Sem dúvida, é um amadurecimento. Não só no lado profissional, mas pessoal também. Mesmo sem querer, a gente vai aprendendo com as situações nas quais os personagens se envolvem. Em ''Duas Caras'', aprendi muito sobre sobrevivência e perdão. Agora, cada capítulo é uma aula de falhas humanas, que são normais. E outra, pude sentir a maternidade de forma muito próxima. Sei que não é o momento, mas deu vontade de ser mãe.
Pretende colocar a vontade em prática ou o foco atual está na carreira?
Foco totalmente voltado para a vida profissional. Além de estar solteira, não tenho ainda aquele senso de responsabilidade para criar, educar e suprir as necessidades de uma criança (risos).
Você começou na tevê como a aprendiz de vilã Natasha, de ''Malhação'' e vem acumulando personagens boazinhas, como a Maria de ''Duas Caras'' e a Tônia de ''Caminho das Índias''. Sente falta de interpretar tipos mais diversos?
Não fico planejando as coisas. Oportunidades me são oferecidas e eu vou aproveitando. Realmente, as boazinhas estão mais presentes no meu currículo, mas nada que me impeça de fazer uma vilã inescrupulosa, ou uma doida varrida no futuro. Estou bem contente com os rumos da minha carreira na tevê. Claro que quero diversificar, mas o que considero realmente importante é defender personagens que tenham tramas interessantes e espaço dentro das novelas. E disso eu não posso reclamar.
Você está cada vez mais próxima do cinema e do teatro. É uma tentativa de garantir personagens mais alternativos?
Experimentei o cinema com o filme ''Malu de Bicicleta'', de 2011, e me apaixonei. Essa experiência aumentou a expectativa em me envolver com outras produções. Mas como a indústria cinematográfica e teatral brasileira não funciona como a televisão, os projetos são feitos a longo prazo, dependem de apoios e patrocínio. Não vou descansar depois de ''A Vida da Gente''. Já estou envolvida com as filmagens de ''Apneia'', do Maurício Eça, e de ''O Tempo e o Vento'', do Jayme Monjardim, onde vou encontrar alguns amigos da novela, como o Thiago Lacerda, Rafael Cardoso, Leonardo Medeiros e Vanessa Lóes. Mal posso esperar!
Ano passado você estrelou o espetáculo ''Inverno da Luz Vermelha'', uma peça ousada e bem diferente de seus últimos trabalhos.
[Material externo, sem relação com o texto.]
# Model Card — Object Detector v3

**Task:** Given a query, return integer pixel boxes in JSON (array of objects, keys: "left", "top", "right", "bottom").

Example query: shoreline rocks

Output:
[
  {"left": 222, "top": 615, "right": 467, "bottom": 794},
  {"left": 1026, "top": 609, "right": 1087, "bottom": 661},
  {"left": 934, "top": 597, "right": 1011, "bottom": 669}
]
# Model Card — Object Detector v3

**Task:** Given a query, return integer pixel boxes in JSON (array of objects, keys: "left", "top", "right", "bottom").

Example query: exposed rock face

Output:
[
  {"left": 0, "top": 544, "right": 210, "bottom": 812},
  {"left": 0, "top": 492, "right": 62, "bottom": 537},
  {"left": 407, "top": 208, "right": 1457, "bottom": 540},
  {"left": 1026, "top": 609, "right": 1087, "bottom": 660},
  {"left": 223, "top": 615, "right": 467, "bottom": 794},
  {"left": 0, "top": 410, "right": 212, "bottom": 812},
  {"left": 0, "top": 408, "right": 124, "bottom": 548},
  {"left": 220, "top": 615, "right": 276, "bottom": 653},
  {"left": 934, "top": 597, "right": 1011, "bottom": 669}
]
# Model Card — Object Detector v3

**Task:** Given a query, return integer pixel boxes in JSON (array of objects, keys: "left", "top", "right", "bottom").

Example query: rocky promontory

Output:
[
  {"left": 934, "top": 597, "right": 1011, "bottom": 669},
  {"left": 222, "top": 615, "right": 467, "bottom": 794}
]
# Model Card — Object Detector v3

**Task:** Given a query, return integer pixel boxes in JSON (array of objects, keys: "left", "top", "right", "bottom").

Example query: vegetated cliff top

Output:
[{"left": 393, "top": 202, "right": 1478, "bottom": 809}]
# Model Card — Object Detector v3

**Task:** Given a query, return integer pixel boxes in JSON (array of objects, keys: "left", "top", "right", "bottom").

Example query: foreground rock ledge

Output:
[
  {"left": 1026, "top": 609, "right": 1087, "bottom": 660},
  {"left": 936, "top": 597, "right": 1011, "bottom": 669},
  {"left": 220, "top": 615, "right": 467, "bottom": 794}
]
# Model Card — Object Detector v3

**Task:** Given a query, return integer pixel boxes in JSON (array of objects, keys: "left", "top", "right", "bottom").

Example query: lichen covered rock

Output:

Pretende retomar esse texto ou partir para outra empreitada pelos palcos?
Essa peça foi muito importante para mim e quero remontá-la no segundo semestre deste ano. Foi onde me dei a chance de brincar com o tema sexualidade, pouco comum na minha carreira. Ao contrário da imagem tímida e retraída que pintam sobre mim, eu adoro experimentar coisas novas. Por isso, a peça é tão significativa. Ao interpretar uma prostituta, pude mostrar uma sensualidade ainda não vista pelo público que acompanha o meu trabalho. Nem eu mesmo me via de forma tão sensual. Acredito que foi um despertar.
Você está cheia de projetos no teatro e no cinema. Por onde anda sua porção cantora?
Está presente na minha vida e bem registrada nos dois álbuns e no DVD que lancei. Música é fundamental para a minha atuação, ela me inspira, reúne vários tipos de arte. No entanto, estou sem tempo para desenvolver algo como cantora ainda este ano. Durante uma novela, com muitas cenas e roteiro semanal, fica meio complicado pensar em repertório e fazer shows. ''A Vida da Gente'' exigiu muito de mim, então é muito difícil conciliar com outras atividades. O próprio teatro já era bastante complicado. Mas esse meu lado não foi esquecido, devo começar a produzir algo para o final de 2013.